Defenceinfo Bureau Report
Pakistani Army Chief, General Ashfaq Parvez Kayani, seems to have made demilitarisation of the Siachen glacier by India and Pakistan a personal crusade. The elusive General who allows his government stooges, his Prime Minister and his President to do all the dirty talking has, recently, come out in the open with a demand for progress on demilitarisation of Siachen. With no positive response forthcoming from the Indian side he seems to have become petulant and irritated, probably because he is not used to a brush off.

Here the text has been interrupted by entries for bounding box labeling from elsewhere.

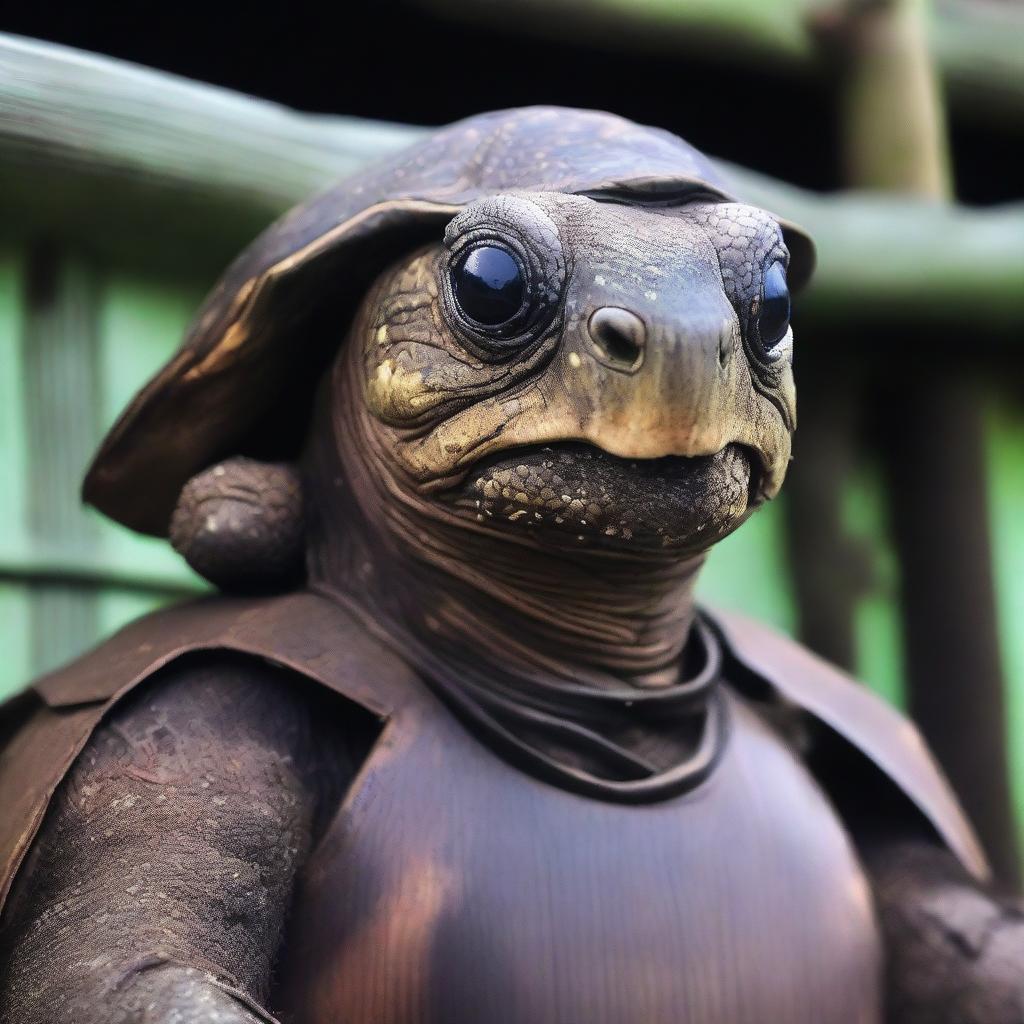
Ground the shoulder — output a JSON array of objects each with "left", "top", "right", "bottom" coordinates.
[
  {"left": 706, "top": 610, "right": 988, "bottom": 878},
  {"left": 0, "top": 592, "right": 395, "bottom": 905}
]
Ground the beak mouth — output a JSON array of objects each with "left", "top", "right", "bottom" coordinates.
[{"left": 444, "top": 441, "right": 764, "bottom": 553}]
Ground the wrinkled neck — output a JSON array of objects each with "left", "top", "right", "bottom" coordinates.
[{"left": 305, "top": 364, "right": 702, "bottom": 689}]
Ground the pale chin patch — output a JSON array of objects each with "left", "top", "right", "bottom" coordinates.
[{"left": 450, "top": 442, "right": 756, "bottom": 552}]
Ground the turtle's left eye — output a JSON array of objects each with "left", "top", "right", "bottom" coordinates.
[
  {"left": 452, "top": 244, "right": 526, "bottom": 328},
  {"left": 758, "top": 260, "right": 790, "bottom": 353}
]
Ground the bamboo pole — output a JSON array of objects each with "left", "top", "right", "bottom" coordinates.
[
  {"left": 0, "top": 35, "right": 1024, "bottom": 327},
  {"left": 418, "top": 0, "right": 1024, "bottom": 125},
  {"left": 836, "top": 0, "right": 1020, "bottom": 884}
]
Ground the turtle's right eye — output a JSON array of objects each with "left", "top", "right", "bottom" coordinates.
[{"left": 451, "top": 243, "right": 526, "bottom": 329}]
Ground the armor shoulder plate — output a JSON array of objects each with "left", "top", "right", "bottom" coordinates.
[
  {"left": 708, "top": 611, "right": 989, "bottom": 880},
  {"left": 0, "top": 592, "right": 410, "bottom": 907}
]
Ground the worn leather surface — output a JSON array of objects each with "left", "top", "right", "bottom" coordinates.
[{"left": 0, "top": 593, "right": 978, "bottom": 1024}]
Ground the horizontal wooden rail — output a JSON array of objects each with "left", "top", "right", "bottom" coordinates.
[
  {"left": 0, "top": 545, "right": 208, "bottom": 597},
  {"left": 419, "top": 0, "right": 1024, "bottom": 124},
  {"left": 0, "top": 36, "right": 1024, "bottom": 327}
]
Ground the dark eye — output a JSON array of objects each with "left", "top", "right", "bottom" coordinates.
[
  {"left": 452, "top": 245, "right": 526, "bottom": 327},
  {"left": 758, "top": 260, "right": 790, "bottom": 351}
]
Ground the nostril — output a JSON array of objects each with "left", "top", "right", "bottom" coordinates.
[{"left": 587, "top": 306, "right": 647, "bottom": 371}]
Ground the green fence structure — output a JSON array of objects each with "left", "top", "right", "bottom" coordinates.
[{"left": 0, "top": 29, "right": 1024, "bottom": 876}]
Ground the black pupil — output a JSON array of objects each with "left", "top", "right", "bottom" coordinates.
[
  {"left": 758, "top": 262, "right": 790, "bottom": 348},
  {"left": 452, "top": 246, "right": 526, "bottom": 327}
]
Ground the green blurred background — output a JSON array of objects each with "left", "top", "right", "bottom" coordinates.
[{"left": 0, "top": 0, "right": 1024, "bottom": 883}]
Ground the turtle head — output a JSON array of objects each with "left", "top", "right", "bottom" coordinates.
[{"left": 344, "top": 191, "right": 796, "bottom": 554}]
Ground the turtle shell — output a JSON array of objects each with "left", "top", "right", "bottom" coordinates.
[{"left": 83, "top": 106, "right": 813, "bottom": 536}]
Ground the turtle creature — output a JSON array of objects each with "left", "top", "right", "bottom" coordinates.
[{"left": 0, "top": 108, "right": 1024, "bottom": 1024}]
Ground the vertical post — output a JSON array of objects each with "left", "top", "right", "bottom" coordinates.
[{"left": 837, "top": 0, "right": 1020, "bottom": 884}]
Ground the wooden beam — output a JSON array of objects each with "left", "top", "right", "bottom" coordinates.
[
  {"left": 0, "top": 36, "right": 1024, "bottom": 337},
  {"left": 418, "top": 0, "right": 1024, "bottom": 126}
]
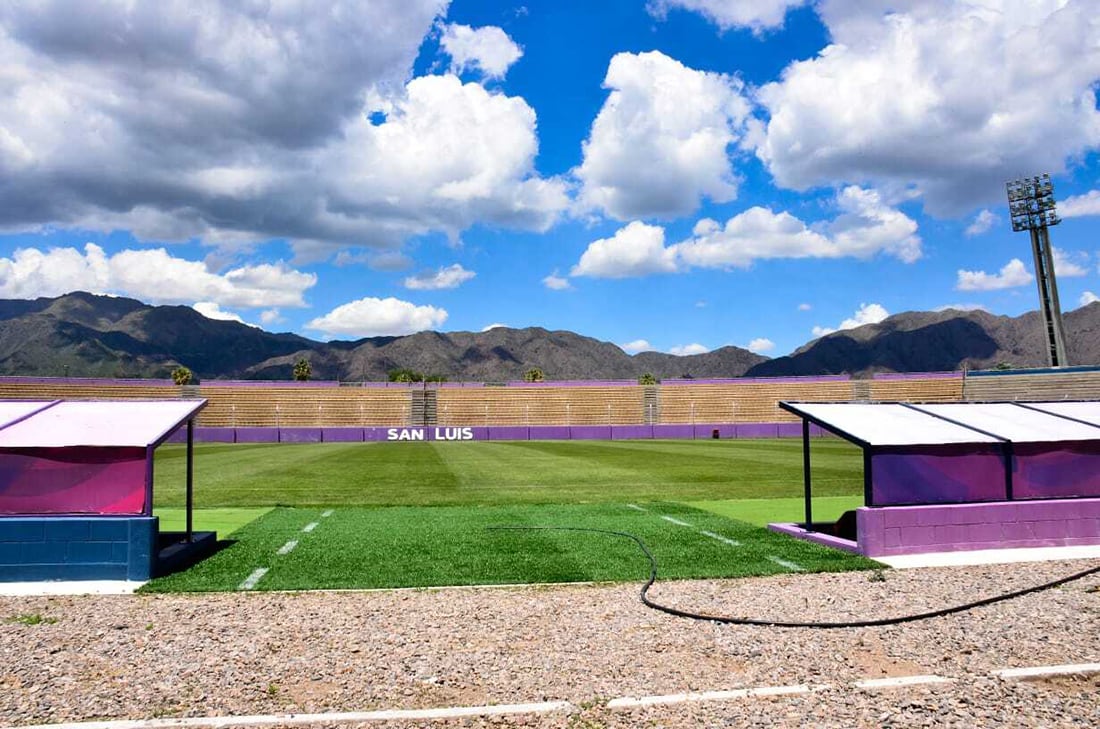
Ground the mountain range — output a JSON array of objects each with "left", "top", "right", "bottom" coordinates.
[{"left": 0, "top": 291, "right": 1100, "bottom": 382}]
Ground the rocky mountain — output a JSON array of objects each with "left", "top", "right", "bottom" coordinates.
[
  {"left": 746, "top": 302, "right": 1100, "bottom": 377},
  {"left": 0, "top": 292, "right": 765, "bottom": 382},
  {"left": 0, "top": 292, "right": 1100, "bottom": 382}
]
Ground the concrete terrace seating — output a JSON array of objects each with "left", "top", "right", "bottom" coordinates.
[
  {"left": 963, "top": 371, "right": 1100, "bottom": 402},
  {"left": 436, "top": 385, "right": 646, "bottom": 426},
  {"left": 198, "top": 383, "right": 409, "bottom": 428},
  {"left": 660, "top": 378, "right": 851, "bottom": 423}
]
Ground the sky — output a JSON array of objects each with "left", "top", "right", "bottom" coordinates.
[{"left": 0, "top": 0, "right": 1100, "bottom": 356}]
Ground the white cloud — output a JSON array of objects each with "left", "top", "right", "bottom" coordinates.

In yet another visit to the avalanche afflicted locality of Gayari he has stated that “India has toughened its stance on Siachen”. The General added that India was now demanding re-determination of positions and that it takes two hands to clap, reported the Pakistan newspaper, Dawn.
It must not be forgotten that his initial placatory statement exhorting both countries to “sit together to resolve all the issues including Siachen,” was promptly shot down by the foreign office of the country, with a terse rejoinder that Pakistan would not contemplate any unilateral withdrawal. Doubtless, the foreign office would not have the guts or the gumption to shoot down Kayani without his express consent, hence, the whole thing smells of rotten eggs.
One is also quite surprised by Kayani’s sudden concern for the avalanche hit soldiers. At no earlier instance has any officer of the Pakistan army, let alone the Chief, had even minimal affinity or concern for the soldiers of the Northern Light Infantry who have died in this unfortunate accident. Mostly, this unfortunate segment of the Pakistan army, drawn from the colonised Northern Areas of Gilgit-Baltistan, is used as cannon fodder for misadventures like the Kargil incursion; So why this concern all of a sudden? Possibly Kayani visits the area to find a reason for making his demilitarisation statements, such is the degree of his desperation to get the agenda through.
India needs to be wary because whatever the Pakistan army does in not for the good of its people and definitely not for India; it does what is good for itself. There is a diabolic twist in this plot which India should try to decipher before taking a precipitate plunge.